Tarayıcılar, dokümanın ince bir satır hâlinde ışıklandırılıp yansıyan ışığın algılanması
prensibi ile çalışır. Algılanan ışık seviyeleri sensör tarafından gerilime dönüştürülerek ADC
üzerinden sayısala çevrilip bilgisayara aktarılır. Burada sensörün boyutları ve ADC’nin
çözünürlüğü taranan materyalin kalitesi açısından önemlidir. Işık kaynağı doğrusal ve tek
boyutlu bir yapıya sahiptir. Tarayıcı içerisinde CCD optik algılayıcı, yansıyan ışığı CCD
üzerine toplayan lens, yansıyan ışığı CCD üzerine taşıyan aynalar ve tüm bu sistemi yatay
düzlemde ileri geri hareket ettiren step (adım) motor barındırır.
TARAYICI ÇEŞİTLERİ
Tarayıcılar değişik türlerde karşımıza çıkabilmektedir. Çok fonksiyonlu yazıcılarda
tümleşik olarak bulunan tarayıcılar, sadece tarayıcı özelliği olan ve genellikle A4
boyutundaki kâğıtları tararken kullanılan tarayıcılar (flatbed) ve küçük boyutlardaki
belgelerde tarama işlemini gerçekleştirebileceğiniz el tarayıcıları mevcuttur.
TARAYICI BAĞLANTILARI
Tarayıcıların hangi bağlantı noktası üzerinden bilgisayara bağlandığı, verilerin
tarandıktan sonra bilgisayara gönderilmesi aşamasında önemlidir. Bağlantı noktasının bant
genişliği ne kadar yüksekse aktarım o kadar hızlı gerçekleşir. Günümüzde paralel port, SCSI,
USB ve firewire arayüzüne sahip tarayıcılar bulunmaktadır.
Tarayıcılarla İlgili Temel Kavramlar;
- Çözünürlük
Birimi dpi (dot per inch=inç başına nokta sayısı) ile belirlenir. Bu değer ışık algılayıcı
CCD sensör üzerindeki algılayıcı nokta sayısını belirler. Tarayıcılarda, çözünürlük arttıkça
taranan resim büyür. Çözünürlük arttıkça adım motor daha küçük adımlarla dönerek resmin
daha ayrıntılı taranması sağlanır. Çözünürlük arttıkça resme ait bilgi de artar. Fotoğraf
kalitesinde bir resim için en az 300 dpi, baskı kalitesi için ise 72 dpi değerleri yeterli
olmaktadır. Ama günümüzde bu değerlerden çok daha büyük (1200 dpi, 2400 dpi, 4800,
9600 dpi…) çözünürlüğe sahip tarayıcılar bulunmaktadır.
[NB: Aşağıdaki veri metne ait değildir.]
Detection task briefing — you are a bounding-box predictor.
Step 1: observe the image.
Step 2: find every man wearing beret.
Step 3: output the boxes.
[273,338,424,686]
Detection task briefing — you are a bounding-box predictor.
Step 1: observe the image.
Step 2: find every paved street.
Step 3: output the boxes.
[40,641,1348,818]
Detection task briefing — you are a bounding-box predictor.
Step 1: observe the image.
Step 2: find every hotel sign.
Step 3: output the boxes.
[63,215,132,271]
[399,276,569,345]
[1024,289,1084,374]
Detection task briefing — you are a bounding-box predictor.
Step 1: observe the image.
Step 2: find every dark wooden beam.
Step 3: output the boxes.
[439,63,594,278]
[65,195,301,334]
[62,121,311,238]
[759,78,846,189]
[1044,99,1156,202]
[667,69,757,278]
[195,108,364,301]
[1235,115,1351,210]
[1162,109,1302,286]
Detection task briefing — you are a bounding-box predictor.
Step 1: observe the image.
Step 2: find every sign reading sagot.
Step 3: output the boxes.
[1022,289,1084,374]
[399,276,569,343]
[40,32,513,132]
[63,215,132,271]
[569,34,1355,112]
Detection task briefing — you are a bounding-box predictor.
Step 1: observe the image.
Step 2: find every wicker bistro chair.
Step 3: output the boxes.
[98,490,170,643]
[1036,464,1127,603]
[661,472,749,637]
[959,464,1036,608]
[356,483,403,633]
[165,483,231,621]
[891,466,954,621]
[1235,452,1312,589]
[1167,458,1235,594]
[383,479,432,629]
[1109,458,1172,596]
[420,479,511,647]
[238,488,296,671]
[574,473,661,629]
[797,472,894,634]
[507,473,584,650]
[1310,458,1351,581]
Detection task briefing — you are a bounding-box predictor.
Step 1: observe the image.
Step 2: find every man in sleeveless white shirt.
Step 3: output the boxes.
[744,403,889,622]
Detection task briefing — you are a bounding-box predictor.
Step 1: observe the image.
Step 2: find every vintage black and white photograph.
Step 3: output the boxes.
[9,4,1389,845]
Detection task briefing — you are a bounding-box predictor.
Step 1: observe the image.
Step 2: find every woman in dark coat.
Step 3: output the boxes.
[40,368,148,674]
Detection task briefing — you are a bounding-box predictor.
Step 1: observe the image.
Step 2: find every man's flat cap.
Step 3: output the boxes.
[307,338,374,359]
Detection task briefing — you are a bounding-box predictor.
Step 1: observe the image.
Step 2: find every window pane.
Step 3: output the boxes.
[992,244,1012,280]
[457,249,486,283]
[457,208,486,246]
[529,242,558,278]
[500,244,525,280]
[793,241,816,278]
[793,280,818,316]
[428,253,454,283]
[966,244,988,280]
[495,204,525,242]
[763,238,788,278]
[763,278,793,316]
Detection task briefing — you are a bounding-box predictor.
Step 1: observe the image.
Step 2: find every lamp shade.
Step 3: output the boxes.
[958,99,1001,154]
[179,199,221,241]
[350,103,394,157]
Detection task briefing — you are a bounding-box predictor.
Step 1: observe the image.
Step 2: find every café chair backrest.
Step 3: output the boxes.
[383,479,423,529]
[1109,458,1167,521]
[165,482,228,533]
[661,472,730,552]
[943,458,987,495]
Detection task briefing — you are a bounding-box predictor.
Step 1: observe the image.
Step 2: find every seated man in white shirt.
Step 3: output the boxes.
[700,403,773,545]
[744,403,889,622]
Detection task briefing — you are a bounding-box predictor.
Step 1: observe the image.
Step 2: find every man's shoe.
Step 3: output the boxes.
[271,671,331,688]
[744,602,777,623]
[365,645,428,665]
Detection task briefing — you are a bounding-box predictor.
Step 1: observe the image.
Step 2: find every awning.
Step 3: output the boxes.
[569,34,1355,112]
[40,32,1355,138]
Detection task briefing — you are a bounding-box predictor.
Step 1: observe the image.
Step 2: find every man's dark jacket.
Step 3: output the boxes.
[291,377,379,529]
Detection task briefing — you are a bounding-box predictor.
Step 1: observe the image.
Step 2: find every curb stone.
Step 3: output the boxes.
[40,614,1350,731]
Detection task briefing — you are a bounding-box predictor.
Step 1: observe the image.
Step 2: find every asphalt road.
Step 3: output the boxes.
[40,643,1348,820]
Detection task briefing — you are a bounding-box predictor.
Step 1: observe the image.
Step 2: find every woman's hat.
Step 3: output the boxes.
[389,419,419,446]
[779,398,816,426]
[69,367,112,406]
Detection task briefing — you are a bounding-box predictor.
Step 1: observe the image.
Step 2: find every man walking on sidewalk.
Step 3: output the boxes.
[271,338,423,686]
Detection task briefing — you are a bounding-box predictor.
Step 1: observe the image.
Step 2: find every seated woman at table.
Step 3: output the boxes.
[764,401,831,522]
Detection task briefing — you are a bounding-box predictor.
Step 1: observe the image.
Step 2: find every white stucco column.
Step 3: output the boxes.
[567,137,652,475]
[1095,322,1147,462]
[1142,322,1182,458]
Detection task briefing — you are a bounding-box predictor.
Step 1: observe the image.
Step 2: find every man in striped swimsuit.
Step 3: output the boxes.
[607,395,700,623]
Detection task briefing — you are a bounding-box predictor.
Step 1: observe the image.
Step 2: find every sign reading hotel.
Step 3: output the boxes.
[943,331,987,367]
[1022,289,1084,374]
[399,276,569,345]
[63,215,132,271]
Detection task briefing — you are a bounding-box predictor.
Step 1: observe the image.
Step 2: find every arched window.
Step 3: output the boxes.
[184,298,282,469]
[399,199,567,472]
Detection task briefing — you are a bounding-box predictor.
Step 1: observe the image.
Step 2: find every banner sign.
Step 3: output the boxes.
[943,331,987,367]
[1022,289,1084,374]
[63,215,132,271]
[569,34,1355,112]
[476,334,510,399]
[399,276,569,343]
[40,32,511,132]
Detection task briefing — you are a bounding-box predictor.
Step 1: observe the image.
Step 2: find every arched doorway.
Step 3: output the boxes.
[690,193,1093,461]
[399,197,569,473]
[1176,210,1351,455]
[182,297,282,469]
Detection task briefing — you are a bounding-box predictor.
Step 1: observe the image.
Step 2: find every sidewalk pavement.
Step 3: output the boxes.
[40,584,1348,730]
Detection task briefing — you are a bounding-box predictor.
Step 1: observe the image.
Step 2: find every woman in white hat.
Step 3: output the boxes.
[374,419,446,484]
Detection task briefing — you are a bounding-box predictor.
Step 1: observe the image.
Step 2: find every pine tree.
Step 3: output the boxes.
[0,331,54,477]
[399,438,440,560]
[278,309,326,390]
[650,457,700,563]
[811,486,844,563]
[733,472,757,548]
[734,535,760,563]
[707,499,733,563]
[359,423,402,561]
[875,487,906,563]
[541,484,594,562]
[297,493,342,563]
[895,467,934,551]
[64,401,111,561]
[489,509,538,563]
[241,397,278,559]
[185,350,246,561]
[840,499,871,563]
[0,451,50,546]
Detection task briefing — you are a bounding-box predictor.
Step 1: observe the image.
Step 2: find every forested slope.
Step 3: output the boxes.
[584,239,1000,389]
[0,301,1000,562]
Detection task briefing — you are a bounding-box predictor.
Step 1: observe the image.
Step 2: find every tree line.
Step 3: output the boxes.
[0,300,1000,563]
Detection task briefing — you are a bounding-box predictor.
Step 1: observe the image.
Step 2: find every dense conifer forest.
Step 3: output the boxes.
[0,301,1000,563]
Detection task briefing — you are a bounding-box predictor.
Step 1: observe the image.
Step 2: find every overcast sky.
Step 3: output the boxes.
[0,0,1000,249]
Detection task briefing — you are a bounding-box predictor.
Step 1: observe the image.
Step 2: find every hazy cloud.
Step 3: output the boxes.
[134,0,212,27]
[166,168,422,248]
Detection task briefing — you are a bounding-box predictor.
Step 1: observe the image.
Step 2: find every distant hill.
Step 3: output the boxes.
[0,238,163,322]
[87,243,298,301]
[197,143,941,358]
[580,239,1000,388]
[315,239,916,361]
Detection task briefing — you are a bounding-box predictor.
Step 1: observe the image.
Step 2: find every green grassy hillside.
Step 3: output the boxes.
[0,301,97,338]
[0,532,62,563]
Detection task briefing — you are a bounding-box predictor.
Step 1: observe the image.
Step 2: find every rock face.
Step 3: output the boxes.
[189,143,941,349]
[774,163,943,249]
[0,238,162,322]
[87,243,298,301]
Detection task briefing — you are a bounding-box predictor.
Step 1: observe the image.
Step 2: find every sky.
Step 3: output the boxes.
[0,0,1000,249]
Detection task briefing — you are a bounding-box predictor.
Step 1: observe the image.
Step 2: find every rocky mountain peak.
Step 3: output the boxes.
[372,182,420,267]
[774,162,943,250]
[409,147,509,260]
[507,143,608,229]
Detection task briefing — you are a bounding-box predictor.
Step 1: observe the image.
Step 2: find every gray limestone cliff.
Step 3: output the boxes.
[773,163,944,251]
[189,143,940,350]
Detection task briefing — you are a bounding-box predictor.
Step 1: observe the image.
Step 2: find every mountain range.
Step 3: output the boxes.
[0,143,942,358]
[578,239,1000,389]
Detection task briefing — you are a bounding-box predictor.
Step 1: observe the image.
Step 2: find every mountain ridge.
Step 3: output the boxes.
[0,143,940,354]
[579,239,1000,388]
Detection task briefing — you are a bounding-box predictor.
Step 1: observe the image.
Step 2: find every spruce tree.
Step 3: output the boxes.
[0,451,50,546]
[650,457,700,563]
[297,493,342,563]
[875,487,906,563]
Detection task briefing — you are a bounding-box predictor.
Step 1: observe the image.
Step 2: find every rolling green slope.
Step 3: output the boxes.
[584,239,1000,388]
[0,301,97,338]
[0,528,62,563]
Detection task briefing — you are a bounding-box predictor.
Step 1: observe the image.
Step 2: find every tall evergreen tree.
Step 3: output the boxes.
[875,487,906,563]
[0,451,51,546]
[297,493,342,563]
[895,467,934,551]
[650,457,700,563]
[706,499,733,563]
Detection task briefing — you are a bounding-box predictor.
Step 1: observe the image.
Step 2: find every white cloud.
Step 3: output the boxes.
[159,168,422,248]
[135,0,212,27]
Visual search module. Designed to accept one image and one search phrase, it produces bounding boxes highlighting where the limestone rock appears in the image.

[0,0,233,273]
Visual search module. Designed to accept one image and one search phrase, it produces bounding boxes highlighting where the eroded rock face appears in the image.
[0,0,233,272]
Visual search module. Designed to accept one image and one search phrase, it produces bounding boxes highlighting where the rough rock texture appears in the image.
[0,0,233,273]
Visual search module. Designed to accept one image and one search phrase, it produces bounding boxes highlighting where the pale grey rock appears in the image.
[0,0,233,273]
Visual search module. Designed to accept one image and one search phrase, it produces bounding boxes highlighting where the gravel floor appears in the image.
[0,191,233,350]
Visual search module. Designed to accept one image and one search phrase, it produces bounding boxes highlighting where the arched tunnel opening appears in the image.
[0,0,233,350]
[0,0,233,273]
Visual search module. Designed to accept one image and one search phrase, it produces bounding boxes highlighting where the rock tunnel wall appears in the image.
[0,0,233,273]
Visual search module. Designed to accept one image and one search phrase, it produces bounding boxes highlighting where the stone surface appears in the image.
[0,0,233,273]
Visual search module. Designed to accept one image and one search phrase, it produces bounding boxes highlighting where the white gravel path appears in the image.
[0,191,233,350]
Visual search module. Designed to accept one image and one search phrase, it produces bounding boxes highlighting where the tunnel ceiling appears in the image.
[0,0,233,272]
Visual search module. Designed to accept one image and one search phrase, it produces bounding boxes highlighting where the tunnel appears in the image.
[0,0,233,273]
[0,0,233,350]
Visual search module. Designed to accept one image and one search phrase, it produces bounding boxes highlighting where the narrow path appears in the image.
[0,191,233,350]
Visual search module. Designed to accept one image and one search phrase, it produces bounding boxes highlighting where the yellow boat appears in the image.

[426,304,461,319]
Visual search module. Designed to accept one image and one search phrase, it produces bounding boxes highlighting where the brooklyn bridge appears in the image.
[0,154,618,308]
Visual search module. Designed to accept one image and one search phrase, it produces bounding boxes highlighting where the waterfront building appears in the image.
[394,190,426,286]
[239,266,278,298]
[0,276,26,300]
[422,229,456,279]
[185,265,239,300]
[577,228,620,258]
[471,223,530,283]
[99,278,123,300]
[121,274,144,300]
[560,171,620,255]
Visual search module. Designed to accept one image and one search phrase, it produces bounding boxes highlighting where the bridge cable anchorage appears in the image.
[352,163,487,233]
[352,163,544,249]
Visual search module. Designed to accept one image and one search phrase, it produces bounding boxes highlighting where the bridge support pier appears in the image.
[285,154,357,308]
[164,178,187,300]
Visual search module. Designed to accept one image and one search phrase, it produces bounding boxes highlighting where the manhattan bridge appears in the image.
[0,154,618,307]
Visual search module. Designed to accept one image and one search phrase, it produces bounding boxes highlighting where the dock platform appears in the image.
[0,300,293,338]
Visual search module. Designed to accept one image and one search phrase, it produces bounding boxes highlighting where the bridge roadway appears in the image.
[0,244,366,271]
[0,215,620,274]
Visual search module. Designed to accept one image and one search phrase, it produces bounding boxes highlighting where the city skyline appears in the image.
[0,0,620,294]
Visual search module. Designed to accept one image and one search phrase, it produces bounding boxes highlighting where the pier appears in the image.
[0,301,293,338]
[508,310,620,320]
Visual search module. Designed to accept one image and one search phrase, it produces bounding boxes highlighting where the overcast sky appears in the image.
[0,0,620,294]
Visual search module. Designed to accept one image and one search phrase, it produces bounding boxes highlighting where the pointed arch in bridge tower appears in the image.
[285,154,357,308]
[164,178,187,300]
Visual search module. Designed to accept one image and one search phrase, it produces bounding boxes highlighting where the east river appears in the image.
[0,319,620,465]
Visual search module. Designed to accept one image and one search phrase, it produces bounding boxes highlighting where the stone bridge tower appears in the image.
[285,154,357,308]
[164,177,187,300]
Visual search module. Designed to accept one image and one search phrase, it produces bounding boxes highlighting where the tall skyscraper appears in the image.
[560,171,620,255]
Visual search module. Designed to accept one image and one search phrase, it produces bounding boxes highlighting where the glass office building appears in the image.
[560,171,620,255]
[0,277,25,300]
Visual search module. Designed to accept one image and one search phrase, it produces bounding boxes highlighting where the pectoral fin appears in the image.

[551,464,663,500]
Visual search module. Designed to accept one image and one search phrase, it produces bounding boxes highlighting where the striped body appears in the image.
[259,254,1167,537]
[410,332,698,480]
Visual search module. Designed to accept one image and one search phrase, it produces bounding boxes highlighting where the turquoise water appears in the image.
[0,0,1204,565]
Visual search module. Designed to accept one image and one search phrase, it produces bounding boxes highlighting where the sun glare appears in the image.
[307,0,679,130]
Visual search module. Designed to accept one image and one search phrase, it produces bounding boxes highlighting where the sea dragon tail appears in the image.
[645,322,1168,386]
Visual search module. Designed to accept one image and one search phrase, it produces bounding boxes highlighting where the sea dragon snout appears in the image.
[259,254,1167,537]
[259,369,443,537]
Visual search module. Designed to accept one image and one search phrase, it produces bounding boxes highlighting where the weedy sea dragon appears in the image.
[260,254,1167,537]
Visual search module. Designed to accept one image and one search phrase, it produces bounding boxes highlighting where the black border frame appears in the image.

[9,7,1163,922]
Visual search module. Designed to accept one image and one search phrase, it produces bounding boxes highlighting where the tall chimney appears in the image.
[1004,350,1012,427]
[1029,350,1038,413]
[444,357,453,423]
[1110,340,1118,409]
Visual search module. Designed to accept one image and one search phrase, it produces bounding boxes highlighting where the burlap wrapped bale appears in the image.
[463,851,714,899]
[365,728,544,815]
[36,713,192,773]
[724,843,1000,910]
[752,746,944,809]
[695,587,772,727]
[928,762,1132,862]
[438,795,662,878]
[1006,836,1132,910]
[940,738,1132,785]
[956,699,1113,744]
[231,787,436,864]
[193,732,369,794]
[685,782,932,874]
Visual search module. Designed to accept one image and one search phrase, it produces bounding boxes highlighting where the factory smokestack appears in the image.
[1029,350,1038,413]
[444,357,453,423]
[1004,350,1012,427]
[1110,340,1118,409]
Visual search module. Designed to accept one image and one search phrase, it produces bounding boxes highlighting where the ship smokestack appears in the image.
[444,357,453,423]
Tarayıcılarda yatay ve düşey
çözünürlük beraber kullanılarak çözünürlük belirtilir. 1200x2400 dpi, 4800x6400 dpi gibi.
Tarayıcılarda iki tip çözünürlük vardır. Bunlardan biri, donanım; diğeri, yazılım
çözünürlüğüdür. Burada önemli olan donanım çözünürlüğüdür. Çözünürlüğün yazılımla
artması; donanımın elde ettiği piksellerin arasına yazılımla piksel eklenmesi (interpolasyon)
ile gerçekleştirilir. Tarayıcı seçerken çözünürlüğün donanımın desteklediği çözünürlük
olarak dikkate alınması gerekir. Çok küçük nesneler, yüksek çözünürlükte taranırsa elde
edilen resimlerde gözle görülür bozulmalar gözlemlenmiştir.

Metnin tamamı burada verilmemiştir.